The user has an NSTableView in which is presented a number of elements ( 1 per row, typically 20 - 200 rows ) out of which they need to produce a number of sequenced sub groups. The user presses the 'Start Sub Group' key ( i.e. clear the sequence selection cache ) and then by picking a possible sequence ( one row/ element at a time ) they build a group. As the group is selected, further info about that particular sub group of elements is presented.
They can close/abort/store a given sub group at any time.

Peter




On 15 Oct 2009, at 00:12, Graham Cox wrote:


On 15/10/2009, at 10:01 AM, Peter Hudson wrote:

I have tackled this problem by using the NSTableView delegate method tableViewSelectionDidChange:

In this method I query the table for selected rows and then compare with the index set from the previous call to tableViewSelectionDidChange: I simply store the incremental changes in sequence.

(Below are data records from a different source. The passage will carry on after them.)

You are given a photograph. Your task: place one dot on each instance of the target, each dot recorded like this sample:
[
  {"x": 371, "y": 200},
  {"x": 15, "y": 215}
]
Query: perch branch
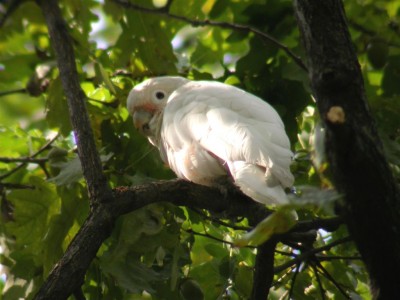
[{"x": 220, "y": 24}]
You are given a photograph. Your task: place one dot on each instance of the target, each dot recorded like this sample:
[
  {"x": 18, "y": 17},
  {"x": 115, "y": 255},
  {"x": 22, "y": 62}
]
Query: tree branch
[
  {"x": 225, "y": 25},
  {"x": 354, "y": 150},
  {"x": 98, "y": 188},
  {"x": 45, "y": 147}
]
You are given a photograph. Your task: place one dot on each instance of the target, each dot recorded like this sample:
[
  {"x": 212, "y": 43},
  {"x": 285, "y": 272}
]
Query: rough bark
[
  {"x": 354, "y": 150},
  {"x": 98, "y": 188}
]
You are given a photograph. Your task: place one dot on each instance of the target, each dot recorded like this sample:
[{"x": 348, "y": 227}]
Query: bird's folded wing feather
[{"x": 231, "y": 124}]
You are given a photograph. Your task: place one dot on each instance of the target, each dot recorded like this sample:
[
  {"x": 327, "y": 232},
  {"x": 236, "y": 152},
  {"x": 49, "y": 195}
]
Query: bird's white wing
[{"x": 227, "y": 123}]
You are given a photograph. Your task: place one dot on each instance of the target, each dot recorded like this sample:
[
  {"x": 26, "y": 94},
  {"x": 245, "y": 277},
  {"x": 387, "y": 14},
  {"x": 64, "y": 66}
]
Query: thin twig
[
  {"x": 321, "y": 287},
  {"x": 310, "y": 253},
  {"x": 218, "y": 221},
  {"x": 5, "y": 93},
  {"x": 220, "y": 24},
  {"x": 16, "y": 186},
  {"x": 330, "y": 278},
  {"x": 23, "y": 160}
]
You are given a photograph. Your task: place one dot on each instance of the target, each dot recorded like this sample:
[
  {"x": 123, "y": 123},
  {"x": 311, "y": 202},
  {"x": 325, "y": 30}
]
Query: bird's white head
[{"x": 147, "y": 100}]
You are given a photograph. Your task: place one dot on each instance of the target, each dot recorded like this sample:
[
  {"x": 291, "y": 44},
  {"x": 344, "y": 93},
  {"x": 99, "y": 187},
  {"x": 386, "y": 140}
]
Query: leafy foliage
[{"x": 162, "y": 251}]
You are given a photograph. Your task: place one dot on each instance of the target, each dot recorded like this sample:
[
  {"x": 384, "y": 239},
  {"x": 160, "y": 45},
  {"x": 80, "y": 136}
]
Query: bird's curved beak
[{"x": 141, "y": 120}]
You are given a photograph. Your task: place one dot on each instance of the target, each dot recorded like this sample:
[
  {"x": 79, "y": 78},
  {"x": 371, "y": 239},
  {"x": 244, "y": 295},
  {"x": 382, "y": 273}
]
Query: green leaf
[
  {"x": 33, "y": 212},
  {"x": 278, "y": 222},
  {"x": 57, "y": 108}
]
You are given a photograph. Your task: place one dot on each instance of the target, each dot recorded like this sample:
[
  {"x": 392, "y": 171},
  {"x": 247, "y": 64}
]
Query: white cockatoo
[{"x": 206, "y": 130}]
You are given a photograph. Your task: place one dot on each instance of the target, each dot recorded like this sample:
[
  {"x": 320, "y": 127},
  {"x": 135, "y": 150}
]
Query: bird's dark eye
[{"x": 160, "y": 95}]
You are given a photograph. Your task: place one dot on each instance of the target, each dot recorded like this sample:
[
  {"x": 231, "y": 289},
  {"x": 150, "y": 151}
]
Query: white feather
[{"x": 209, "y": 129}]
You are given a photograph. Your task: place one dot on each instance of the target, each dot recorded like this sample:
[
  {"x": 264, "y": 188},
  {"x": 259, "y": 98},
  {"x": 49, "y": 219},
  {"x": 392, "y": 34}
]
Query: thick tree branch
[
  {"x": 354, "y": 149},
  {"x": 68, "y": 274},
  {"x": 98, "y": 188},
  {"x": 226, "y": 25}
]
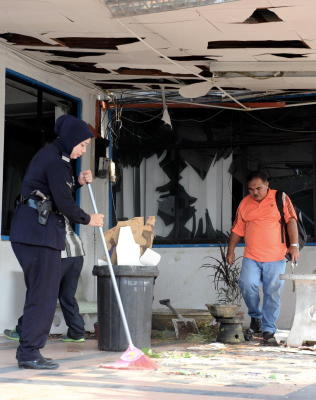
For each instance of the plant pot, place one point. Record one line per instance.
(223, 310)
(162, 318)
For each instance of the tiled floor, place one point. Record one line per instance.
(188, 372)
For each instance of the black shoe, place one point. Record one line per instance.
(255, 325)
(268, 338)
(38, 364)
(248, 334)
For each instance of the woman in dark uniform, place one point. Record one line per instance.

Like Kyle I'm curious about the rationale for this. Since there's no indication of how time played its part in coming up with the selection, doesn't this lead to strange behaviour for the user? What if I made a selection, got interrupted and only got back to work several hours later? How would what happened next make sense given that I'd almost certainly forgotten the selection sequence and had no feedback to remind me? Or does the selection get reflected in a second list that shows the sequence? That would make more sense but a pure selection with a hidden time element seems like a problematic UI to me.